Background: A valid assessment of hearing status is important to detect hearing loss early and prevent further loss in noise-exposed individuals or older adults. Self-report is used widely in research and is often the only possible measure to evaluate hearing ability.


Objectives: The aims of this study were to establish the level of validity of self-rated hearing by comparing it with the results of audiograms and to examine correlations and changes in self-rated and measured hearing status over time.


Methods: Survey and audiogram data collected from 403 construction workers at two different time points (Years 1 and 2) were used in the hearing protection intervention study. Self-rated hearing was assessed on a 5-point rating scale using a single question ("How do you rate your hearing?"). Hearing was measured via audiograms conducted at frequencies 0.5 through 8 kHz. Three pure-tone threshold average (PTA) indicators, PTA 0.5-2 kHz, PTA 0.5-3 kHz, and PTA 4-6 kHz, of the worse ear were used and compared with self-ratings at two time points.
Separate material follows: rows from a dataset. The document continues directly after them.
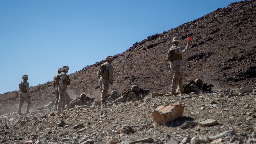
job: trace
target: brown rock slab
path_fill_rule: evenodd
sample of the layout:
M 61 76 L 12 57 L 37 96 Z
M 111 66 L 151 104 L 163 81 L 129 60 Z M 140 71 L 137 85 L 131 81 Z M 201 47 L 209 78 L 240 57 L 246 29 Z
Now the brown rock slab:
M 129 143 L 136 143 L 139 142 L 147 142 L 148 143 L 153 143 L 154 142 L 154 139 L 152 138 L 146 138 L 142 139 L 135 140 L 129 142 Z
M 120 142 L 117 139 L 114 138 L 112 138 L 108 141 L 108 142 L 106 143 L 106 144 L 116 144 L 120 143 Z
M 152 116 L 158 126 L 164 126 L 166 123 L 182 116 L 184 109 L 180 103 L 169 105 L 159 106 L 152 112 Z
M 199 122 L 201 126 L 212 126 L 218 123 L 217 121 L 214 119 L 207 119 Z
M 49 115 L 48 116 L 50 117 L 51 116 L 54 116 L 55 115 L 54 114 L 54 113 L 53 112 L 52 112 L 50 114 L 49 114 Z
M 73 127 L 73 129 L 75 129 L 78 128 L 79 127 L 83 127 L 83 124 L 80 124 L 79 125 L 76 125 Z
M 130 132 L 133 132 L 134 131 L 129 125 L 123 125 L 122 126 L 122 127 L 121 128 L 120 133 L 128 134 Z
Results: Percentage of agreement between the self-rated and measured hearing was lowest in PTA 4-6 kHz and highest in PTA 0.5-3 kHz for both years. Cohen's kappas showed fair to moderate (.25-.45) agreement. Sensitivity was higher (.82-.89) in the speech frequencies and lower (.51-.55) at higher frequencies. Specificity was better at higher frequencies than at lower frequencies (.83-.89 vs .68-.74). Although there was no appreciable change in self-rated hearing and limited change in measured hearing on all 3 indicators from Years 1 to 2, correlations between self-rated and measured hearing were higher in Year 2.


Discussion: A single-item question about an individual's hearing ability is moderately useful and valid to assess hearing loss and can be recommended for a population-based study only if audiograms are not available, but self-report hearing screening should not be considered an adequate substitute for the standardized audiometric test. Providing audiograms and feedback on the results apparently enhanced individuals' ability to judge their hearing status.